How then to reasonably expand use of this costly resource while maintaining the quality of care expected? It may be that the best approach to extending hours for nonemergent surgery would be to extend the “cone” later into the evening and run multiple rooms until 8 p.m. or 10 p.m. with staffing of support areas (BB, lab, IR, cath lab) commensurate with daytime hours. To simply add elective cases here and there to a night or weekend schedule without commensurate support requires a different approach – a simple cholecystectomy can be done with minimal support, as the risk of intraoperative catastrophe is very small. Elective cases with a larger risk of catastrophe, such as redo complex spine surgery or ascending aortic repair with deep hypothermic arrest, or pelvic exenteration, however, should only be undertaken “off hours” if the ability to rescue is equal to that of a daytime surgery. The risk of inability to rescue during off hours is acceptable for emergency cases, but may represent an unethical risk for routine, elective, high-risk, complex cases that could be scheduled during regular workday hours.

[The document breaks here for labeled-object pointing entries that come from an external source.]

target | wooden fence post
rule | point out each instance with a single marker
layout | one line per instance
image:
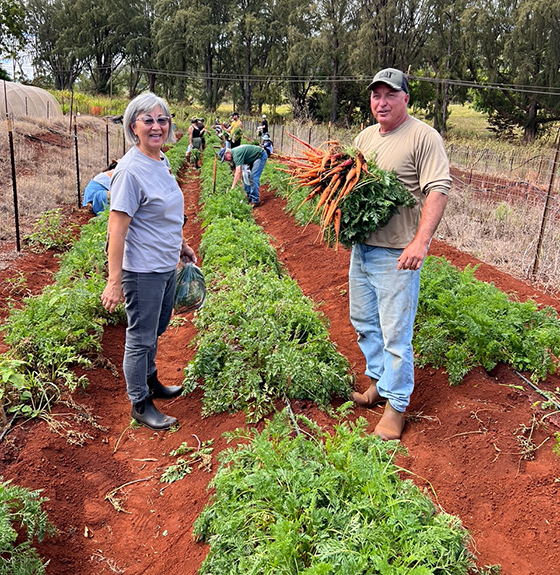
(546, 206)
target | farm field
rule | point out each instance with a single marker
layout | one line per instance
(475, 448)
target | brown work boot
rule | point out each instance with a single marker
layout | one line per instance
(369, 398)
(391, 424)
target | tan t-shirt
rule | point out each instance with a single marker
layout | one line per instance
(416, 153)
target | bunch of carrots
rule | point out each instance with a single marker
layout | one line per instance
(332, 174)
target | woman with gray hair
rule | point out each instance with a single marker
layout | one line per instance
(144, 244)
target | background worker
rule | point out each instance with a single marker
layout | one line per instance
(96, 193)
(251, 159)
(235, 130)
(384, 274)
(267, 145)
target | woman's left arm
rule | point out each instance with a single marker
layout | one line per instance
(187, 253)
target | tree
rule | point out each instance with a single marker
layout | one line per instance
(518, 51)
(392, 34)
(257, 34)
(53, 45)
(12, 26)
(303, 55)
(140, 50)
(103, 31)
(444, 58)
(338, 33)
(192, 42)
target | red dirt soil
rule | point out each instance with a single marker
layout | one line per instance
(466, 444)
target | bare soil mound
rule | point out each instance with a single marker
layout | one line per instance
(476, 448)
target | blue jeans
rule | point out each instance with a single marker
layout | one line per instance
(149, 305)
(383, 303)
(252, 189)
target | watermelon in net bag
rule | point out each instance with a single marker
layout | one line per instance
(190, 289)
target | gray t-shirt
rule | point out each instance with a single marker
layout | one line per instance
(146, 190)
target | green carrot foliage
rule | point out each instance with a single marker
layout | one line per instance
(462, 323)
(303, 501)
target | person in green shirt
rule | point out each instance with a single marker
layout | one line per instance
(248, 162)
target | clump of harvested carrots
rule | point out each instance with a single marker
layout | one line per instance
(333, 175)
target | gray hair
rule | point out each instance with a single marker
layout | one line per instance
(144, 104)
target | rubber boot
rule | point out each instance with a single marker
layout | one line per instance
(147, 413)
(369, 398)
(160, 391)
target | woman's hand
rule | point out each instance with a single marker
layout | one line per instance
(111, 296)
(187, 254)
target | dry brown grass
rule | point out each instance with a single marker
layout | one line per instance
(486, 219)
(45, 163)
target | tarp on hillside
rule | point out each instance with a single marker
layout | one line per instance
(28, 101)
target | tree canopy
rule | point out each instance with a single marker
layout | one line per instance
(317, 55)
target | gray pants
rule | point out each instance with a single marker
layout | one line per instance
(149, 305)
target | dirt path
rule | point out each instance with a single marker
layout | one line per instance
(464, 443)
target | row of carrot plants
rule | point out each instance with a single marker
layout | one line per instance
(295, 498)
(49, 335)
(461, 322)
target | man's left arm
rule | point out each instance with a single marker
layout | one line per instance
(417, 250)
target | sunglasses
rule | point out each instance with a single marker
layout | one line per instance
(149, 121)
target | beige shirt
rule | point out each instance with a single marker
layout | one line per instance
(416, 153)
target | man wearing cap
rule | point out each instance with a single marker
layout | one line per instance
(248, 161)
(384, 274)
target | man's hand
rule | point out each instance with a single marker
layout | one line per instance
(413, 256)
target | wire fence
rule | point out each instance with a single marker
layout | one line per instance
(504, 207)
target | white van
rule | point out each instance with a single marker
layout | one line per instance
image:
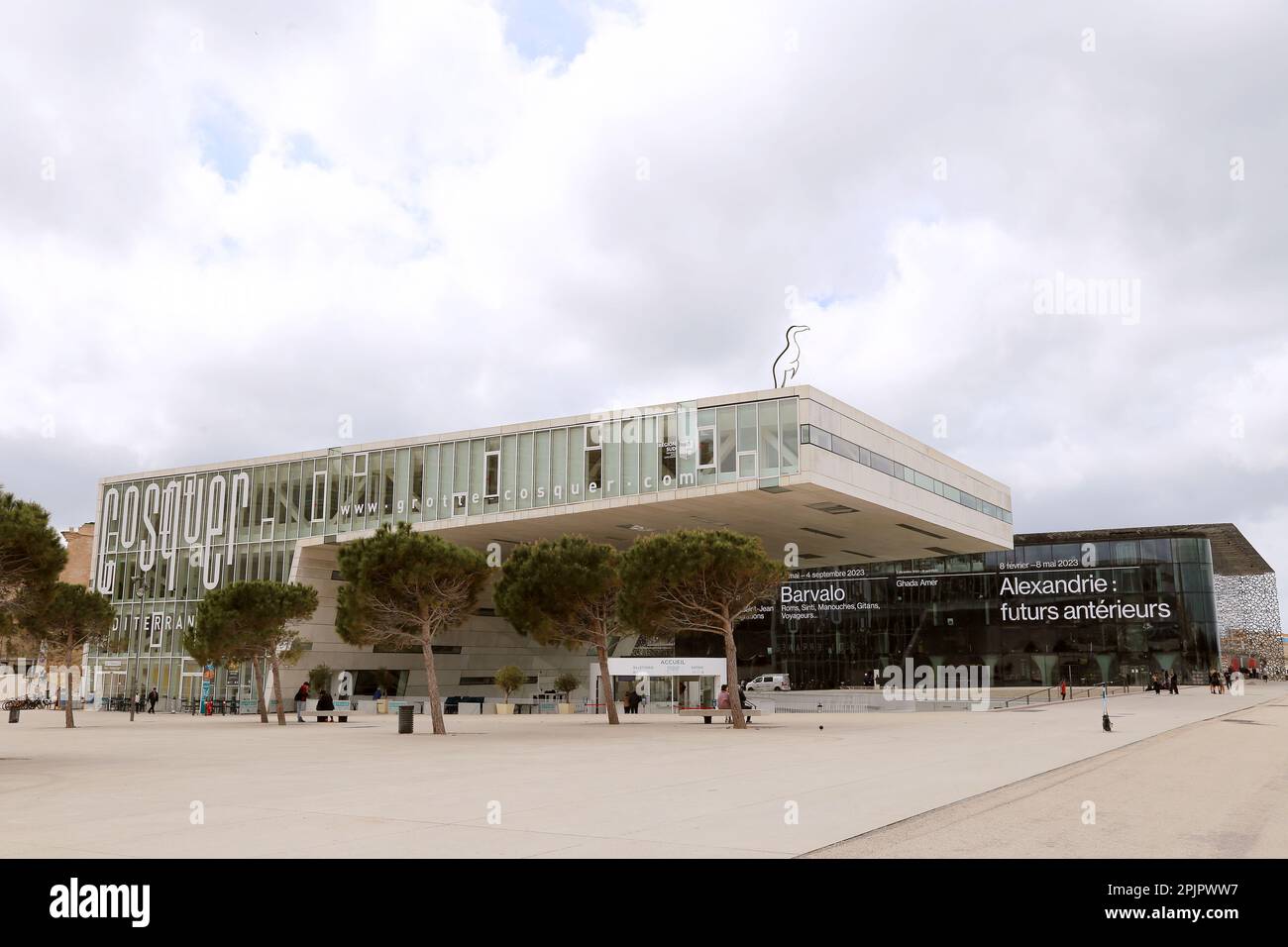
(771, 682)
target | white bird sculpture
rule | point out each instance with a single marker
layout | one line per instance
(790, 359)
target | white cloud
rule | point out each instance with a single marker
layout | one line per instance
(262, 218)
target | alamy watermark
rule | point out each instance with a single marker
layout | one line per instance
(913, 682)
(1072, 295)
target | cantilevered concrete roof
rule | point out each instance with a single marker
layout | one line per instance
(1232, 553)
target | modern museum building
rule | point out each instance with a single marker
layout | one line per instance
(897, 552)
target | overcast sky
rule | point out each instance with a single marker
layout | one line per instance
(226, 224)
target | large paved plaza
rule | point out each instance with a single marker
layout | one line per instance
(1189, 775)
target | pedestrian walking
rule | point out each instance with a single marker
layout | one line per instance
(301, 701)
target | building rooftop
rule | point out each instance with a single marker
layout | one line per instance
(1232, 553)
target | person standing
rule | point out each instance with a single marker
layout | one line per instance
(325, 702)
(301, 701)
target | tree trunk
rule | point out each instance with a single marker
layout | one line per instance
(601, 652)
(277, 686)
(263, 699)
(436, 705)
(69, 723)
(739, 719)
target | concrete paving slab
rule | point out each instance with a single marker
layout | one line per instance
(566, 787)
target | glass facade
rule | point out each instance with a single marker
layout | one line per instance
(162, 543)
(1087, 612)
(816, 437)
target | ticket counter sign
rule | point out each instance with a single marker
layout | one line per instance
(207, 682)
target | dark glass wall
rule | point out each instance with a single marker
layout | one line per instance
(1086, 612)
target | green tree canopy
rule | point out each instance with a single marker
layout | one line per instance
(31, 558)
(510, 680)
(250, 621)
(69, 617)
(565, 591)
(698, 579)
(403, 587)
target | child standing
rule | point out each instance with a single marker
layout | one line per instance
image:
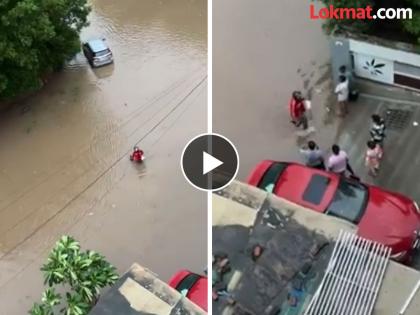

In discussions with hospital leadership who are requesting that anesthesia departments extend their elective surgery coverage deeper into the night and on weekends, the ask needs to be “all the way or not at all.” That is, if the ORs are to be run like manufacturing plants 24/7, they need to be staffed in the same way, and the support must be no different at night than it is during weekdays. Multiple anesthesiologists need to be on site, laboratory and respiratory therapy need to be equivalent to daytime requirements, anesthesia technicians need to be present in the same ratio as during regular hours, and so on.
The economic case to do more cases in the same OR is compelling, especially for simple, routine cases in ASA Physical Status I and II patients. But performing complex, high-risk cases during off hours is ethical only if the ability to rescue from major complications is the same as regular hours.